Historian Yuval Noah Harari has adroitly avoided the misfortune of his profession, that of being fobbed off as irrelevant.

He did this, first, by becoming a futurist: his book Homo Deus: A Brief History of Tomorrow (2015), charted a future in which elite people transform into god-like superhumans. His latest book, 21 Lessons for the 21st Century, focuses on the present; embracing pop psychology and self-help in exploring the seismic shifts occurring in our relationships with each other, our planet, and technology.

A historian, possessing an understanding of revolutions, is precisely the person qualified to explain the state of the world today, and how to adapt to it. Harari’s objective with this book is to navigate a hopeful course against darker days and provide ammunition to face bewildering challenges from new directions.

His explanations are underpinned by the power of stories and the grip of storytellers. Therein lies a danger: people have always been captivated, guided and misled by fictions, causing destructive actions or beliefs. But, as Harari puts it, "the first thing you need to know about yourself is that you are not a story". Our bodies and minds, our physical cocktail of chemicals, are real, and we must bypass the trap of fictional cosmic dramas, explicitly part of religious and nationalist narratives which mythologise the sacrifice and heroism of selected groups.

There are better books explaining our age of anger, the swell of belligerent opposition to liberalism as democracy’s cornerstone, the disillusionment with democracy itself, and why this doesn’t mean — yet — the end of progress. But, overall, Harari’s lessons are entertaining, insightful and valuable. The smaller ones, such as how to acknowledge one’s ignorance to overcome the "knowledge illusion", are entertaining. Others, like the reassurance that we shouldn’t panic about terrorism because it kills infinitely smaller numbers than diabetes or air pollution, are provocative but contextually illuminating.

The end is nigh

More alarming is the book’s extrapolation of the tumult that robotics and artificial intelligence (AI) are already causing in the workplace. This will ratchet up the ugly side of 20th-century capitalism from exploitation of the majority to a new form of 21st-century tragedy, that of unnecessary people.
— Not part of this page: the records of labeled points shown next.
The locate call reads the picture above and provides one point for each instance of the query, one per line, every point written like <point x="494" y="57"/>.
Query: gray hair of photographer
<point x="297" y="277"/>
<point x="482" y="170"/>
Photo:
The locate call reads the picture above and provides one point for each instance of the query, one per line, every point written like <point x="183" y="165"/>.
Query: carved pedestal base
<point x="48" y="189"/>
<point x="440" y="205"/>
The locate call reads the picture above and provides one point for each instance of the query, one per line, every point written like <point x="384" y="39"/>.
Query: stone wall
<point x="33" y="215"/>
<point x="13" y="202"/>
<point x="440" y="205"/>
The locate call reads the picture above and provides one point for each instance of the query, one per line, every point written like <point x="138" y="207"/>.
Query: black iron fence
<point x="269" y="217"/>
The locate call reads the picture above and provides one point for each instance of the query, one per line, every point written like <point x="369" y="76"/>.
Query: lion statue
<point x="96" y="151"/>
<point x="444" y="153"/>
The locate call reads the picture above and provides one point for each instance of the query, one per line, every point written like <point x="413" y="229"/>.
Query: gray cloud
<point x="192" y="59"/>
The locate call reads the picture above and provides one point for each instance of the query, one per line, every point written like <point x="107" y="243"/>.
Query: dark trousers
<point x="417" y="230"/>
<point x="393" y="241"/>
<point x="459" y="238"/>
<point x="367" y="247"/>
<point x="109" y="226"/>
The schism within humanity, between those who have value and those economically spare and irrelevant, is already under way. Industry 4.0 threatens to trample upon humanism.

Harari teaches us most when he addresses the existential threats that shadow our present: nuclear weaponry capabilities, climate change, and — the book’s focus, threaded throughout — technological disruption.
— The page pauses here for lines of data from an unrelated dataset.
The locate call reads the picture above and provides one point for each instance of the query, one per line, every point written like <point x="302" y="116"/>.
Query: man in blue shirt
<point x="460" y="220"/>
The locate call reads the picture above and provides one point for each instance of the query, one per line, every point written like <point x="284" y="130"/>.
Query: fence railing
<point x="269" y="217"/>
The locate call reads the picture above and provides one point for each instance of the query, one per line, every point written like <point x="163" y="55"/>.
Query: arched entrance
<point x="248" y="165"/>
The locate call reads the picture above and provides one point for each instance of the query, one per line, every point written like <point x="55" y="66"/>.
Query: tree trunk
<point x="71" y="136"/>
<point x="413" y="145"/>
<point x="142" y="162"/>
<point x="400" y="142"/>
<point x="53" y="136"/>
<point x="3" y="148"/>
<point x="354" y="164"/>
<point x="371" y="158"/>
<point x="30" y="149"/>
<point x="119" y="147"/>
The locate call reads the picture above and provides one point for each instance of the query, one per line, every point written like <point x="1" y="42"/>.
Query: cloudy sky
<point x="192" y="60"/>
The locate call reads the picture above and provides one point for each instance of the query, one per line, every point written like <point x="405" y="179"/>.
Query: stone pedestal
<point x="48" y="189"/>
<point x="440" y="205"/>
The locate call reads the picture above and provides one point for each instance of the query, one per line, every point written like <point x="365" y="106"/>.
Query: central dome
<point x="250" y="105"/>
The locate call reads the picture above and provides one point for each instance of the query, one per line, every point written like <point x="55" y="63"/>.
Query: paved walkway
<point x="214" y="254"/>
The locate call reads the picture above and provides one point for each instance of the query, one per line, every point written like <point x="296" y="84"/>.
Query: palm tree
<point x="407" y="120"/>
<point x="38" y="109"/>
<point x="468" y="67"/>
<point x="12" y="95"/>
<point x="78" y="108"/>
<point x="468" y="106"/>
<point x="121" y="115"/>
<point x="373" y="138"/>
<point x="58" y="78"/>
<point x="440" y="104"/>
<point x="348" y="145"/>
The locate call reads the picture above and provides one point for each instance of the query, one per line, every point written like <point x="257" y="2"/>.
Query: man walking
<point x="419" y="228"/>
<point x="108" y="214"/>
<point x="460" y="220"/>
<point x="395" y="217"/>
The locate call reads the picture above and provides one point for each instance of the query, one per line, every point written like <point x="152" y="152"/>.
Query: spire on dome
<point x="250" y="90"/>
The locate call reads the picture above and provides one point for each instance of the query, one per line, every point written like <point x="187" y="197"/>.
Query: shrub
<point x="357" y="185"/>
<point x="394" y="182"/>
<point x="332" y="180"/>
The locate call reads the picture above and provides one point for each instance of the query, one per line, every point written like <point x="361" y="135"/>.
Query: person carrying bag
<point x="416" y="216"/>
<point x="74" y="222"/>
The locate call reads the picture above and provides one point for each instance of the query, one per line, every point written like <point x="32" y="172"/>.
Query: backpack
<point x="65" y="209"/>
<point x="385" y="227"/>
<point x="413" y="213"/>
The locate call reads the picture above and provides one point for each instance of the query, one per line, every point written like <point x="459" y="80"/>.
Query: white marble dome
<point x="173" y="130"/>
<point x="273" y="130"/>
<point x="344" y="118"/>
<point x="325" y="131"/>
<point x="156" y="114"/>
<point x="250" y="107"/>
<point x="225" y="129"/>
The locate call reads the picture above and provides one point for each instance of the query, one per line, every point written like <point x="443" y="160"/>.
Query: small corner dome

Historian and philosopher Yuval Noah Harari. Picture: Supplied
Historian and philosopher Yuval Noah Harari. Picture: Supplied

He’s fearful of the fusion of infotech, including AI, and bio-engineering. Imminently, humanity will confront a power paradigm of governments and corporations being able to read and know our minds. They will understand us better than we do ourselves — a form of control more powerfully pervasive and persuasive than anything before, precipitating an all-knowing, all-seeing "digital dictatorship".
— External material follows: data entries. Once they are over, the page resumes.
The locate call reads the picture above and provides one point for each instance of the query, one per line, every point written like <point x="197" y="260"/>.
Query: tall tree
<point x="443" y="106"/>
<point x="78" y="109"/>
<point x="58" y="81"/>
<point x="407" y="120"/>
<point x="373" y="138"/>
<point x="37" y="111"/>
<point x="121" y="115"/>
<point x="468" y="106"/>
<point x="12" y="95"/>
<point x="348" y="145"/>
Harari’s seminal lesson is that already, perhaps, "someone has privileged access to your brain, and it’s not you".

He isn’t entirely pessimistic. Progress does not cease, and we are not helpless, because technology’s direction isn’t predetermined. In the 20th century it facilitated Nazism and communism, but also liberal democracy; in the current century it may forge a paradise or trigger a descent into dystopia. Harari believes "it’s still midway, it’s undecided". But we need to act wisely, and urgently, to retain the option to choose the road that veers towards humanism. And, without global co-operation, "the human future is not promising".

The last teaching, in which Harari extols the merits of meditation, initially seems inapt. It’s a revelation of his personal strategy to cope with the pressures and stresses the book describes. Meditation is certainly working for him: he’s expanded his reach and relevance to a universe beyond that of a history lecturer at the Hebrew University of Jerusalem. His books have sold over 12-million copies, and news channel CNN has described him as "a global intellectual superstar".

Plus, the point is well made: as a facilitator of calm in a world of turmoil, and to gain greater self-knowledge, meditation may be invaluable. As Harari puts it, "we had better understand our minds before the algorithms make up our minds for us".

Ultimately, the biggest lesson of the book is that we will need to keep our heads, and keep learning. 21 Lessons for the 21st Century is a fine read, but it won’t ever be enough.